Since we already have the circle with its radius defined, we just need to use linear algebra to decide the two boolean parts LARGE_ARC and CLOCKWISE. They can be decided, respectively, by comparing the angle between the vectors from the centerpoint of the circle to the start and endpoints, and comparing the absolute position between the first and second found point to the position of the circle center.
Blended movement
For this sub-goal of the project, we first aimed to understand the definition of a drawing robot with blended movement. According to a discussion on the RoboDK forum titled Rounding Feature, we learned that manually using the “set rounding” instruction can smooth movements and prevent jerky results. Additionally, by watching a video provided by our instructor, we gained a better understanding of Blended Movement.However, during our implementation, we discovered that we could set the rounding accuracy programmatically by calling the function setRounding
.
Robot.setRounding(rounding_mm)
The setRounding
function has a default parameter value of -1
, which enables point-to-point movements.

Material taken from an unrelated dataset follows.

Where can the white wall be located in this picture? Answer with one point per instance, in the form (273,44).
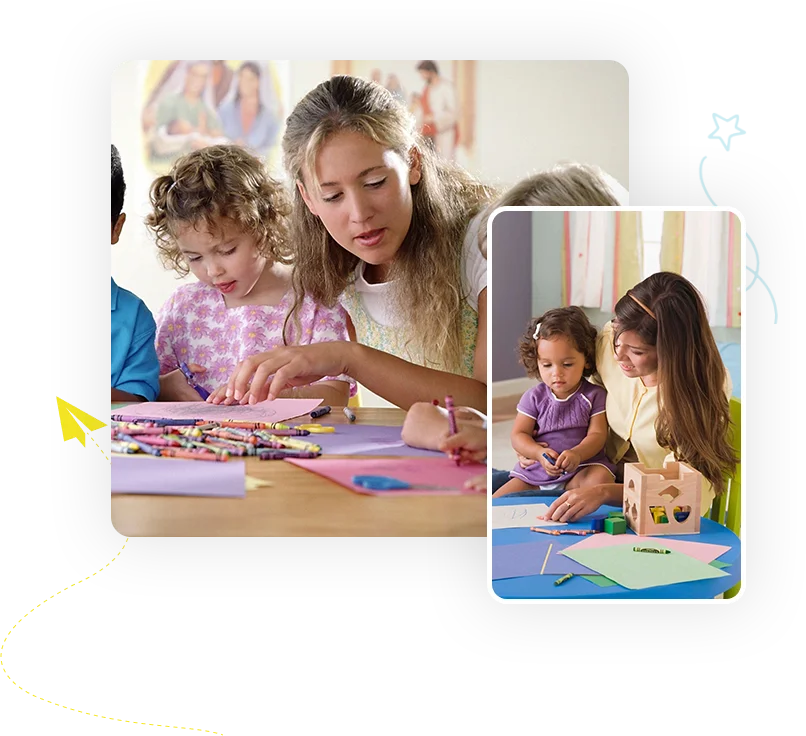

If smooth movements are desired, this parameter must be set to a value greater than 0
. Consequently, we decided to increase the rounding accuracy to a specific parameter, C_DIS
, which is utilized for the KUKA robot.
To verify our understanding, we conducted experimental testing as a necessary step. Two versions of the testing were recorded:
- one where the rounding accuracy was set to the default value of
-1
- another where the parameter was set to a value greater than
0
.
As expected, the differences between the two testing versions were noticeable and distinguishable. The robot arm with the default rounding accuracy value moved considerably slower. When it reached one target, it would stop momentarily before proceeding to the next target. In contrast, the robot in the second version exhibited prompt and compact motion, moving smoothly from one target to the next.
Model a tool
To improve the accuracy of simulating the drawing procedure, we decided to use a drawing software called FreeCAD to design a marker pen. By following a series of beginner tutorials, we learned the basics of FreeCAD, such as creating sketches, chamfering selected edges, and creating pockets with selected sketches, among other essential techniques.
Our plan to model the marker pen involves creating two separate components: the Base and the Marker Pen.